I have been accused of arrogance by others, and not just her for similar things. I have been made to feel like I belittle people just by being what I am, and that is intelligent. That doesn't mean I am those things. It just means that people don't like that I'm those things, and they're not. Not all intelligent people are trying to make others feel small. Some of us are just being what we are and behaving as such. Doesn't make us bad people.
 
Well, in the end, that is what happens to everyone who speak well of their own abilities. It's taboo.
 
Pheenix said:
Well, in the end, that is what happens to everyone who speak well of their own abilities. It's taboo.

But that's just it, I and others don't talk about our own abilities. We merely live them. I don't start every sentence with "I'm intelligent". I just speak intelligently. It's others who make me out to be something. My grandad tells me consistently that I am better than other people. I tell him I am not. I was just blessed with something others weren't and they were blessed with things I wasn't. People make me out to be something, but don't like that I am that thing, making me out to be arrogant when I try to help or phrase a sentence a certain way. One girl kept moaning at me for using a word in an incorrect context. Stupid thing to start an argument over, but she did. I explained why it was correct despite her constant argument that it was incorrect. When she finally saw my point of view, she ended the argument with, "You're patronising." She didn't like that I was right, that I am what I am so I become patronising.

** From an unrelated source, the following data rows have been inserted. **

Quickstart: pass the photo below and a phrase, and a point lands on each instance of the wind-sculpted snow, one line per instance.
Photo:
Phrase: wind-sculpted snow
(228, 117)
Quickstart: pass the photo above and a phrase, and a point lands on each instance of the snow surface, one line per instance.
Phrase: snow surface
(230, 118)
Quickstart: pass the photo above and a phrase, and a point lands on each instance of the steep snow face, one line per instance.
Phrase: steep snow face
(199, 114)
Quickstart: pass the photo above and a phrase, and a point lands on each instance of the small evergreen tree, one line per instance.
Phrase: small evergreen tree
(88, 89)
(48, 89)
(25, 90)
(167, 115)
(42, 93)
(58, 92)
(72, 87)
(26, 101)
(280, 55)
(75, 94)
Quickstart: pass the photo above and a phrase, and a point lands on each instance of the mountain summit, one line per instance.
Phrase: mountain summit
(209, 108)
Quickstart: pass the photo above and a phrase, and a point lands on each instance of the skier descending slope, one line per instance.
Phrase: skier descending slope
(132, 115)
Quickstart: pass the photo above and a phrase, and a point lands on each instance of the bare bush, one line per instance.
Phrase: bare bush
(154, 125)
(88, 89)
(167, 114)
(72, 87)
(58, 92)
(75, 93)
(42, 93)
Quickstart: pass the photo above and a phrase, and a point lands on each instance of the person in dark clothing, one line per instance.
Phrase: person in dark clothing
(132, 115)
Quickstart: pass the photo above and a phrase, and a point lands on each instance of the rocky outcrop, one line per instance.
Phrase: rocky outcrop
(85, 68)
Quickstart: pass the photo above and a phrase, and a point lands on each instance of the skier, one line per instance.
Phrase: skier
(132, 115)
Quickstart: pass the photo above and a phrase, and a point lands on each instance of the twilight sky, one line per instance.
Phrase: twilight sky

All I'm saying is, some intelligent people, such as myself, do not view themselves as better than anyone, but their lifestyle as an intelligent person (their speech, conversation preferences, knowledge) offends people. I'm just saying, most intelligent people aren't arrogant and don't feel superior just because of intelligence, and shouldn't be treated as though they do.
 
I always tell my cocky part timer that he who boasts the most has the least to boast about. To which he says that only guys with small d!cks say that...smart@$$ teenagers.
 
Not sarcastic :) Yeah, it's weird, writing something bluntly and without wasting space on meaningless words is sometimes perceived as sarcastic. I wonder what I can do about it...
 
SophiaGrace said:
"Intelligent" People Irritate Me Sometimes

It sound more like it is arrogant, pompous people who irritate you.
 
Pheenix said:
Not sarcastic :) Yeah, it's weird, writing something bluntly and without wasting space on meaningless words is sometimes perceived as sarcastic. I wonder what I can do about it...

It's the curse of the computer. Without tone or facial expressions, it's hard to perceive. I've been accused of a lot myself. I even question myself now, wondering how things read. ;)

 
"THINTELLIGENT" people bother you.

People who think that they are intelligent... but who are actually quite dim and only parrot the most douchey tidbits of information gleaned from brighter minds that they've encountered. All in a pretense to lead you to believe that they are smarter than you.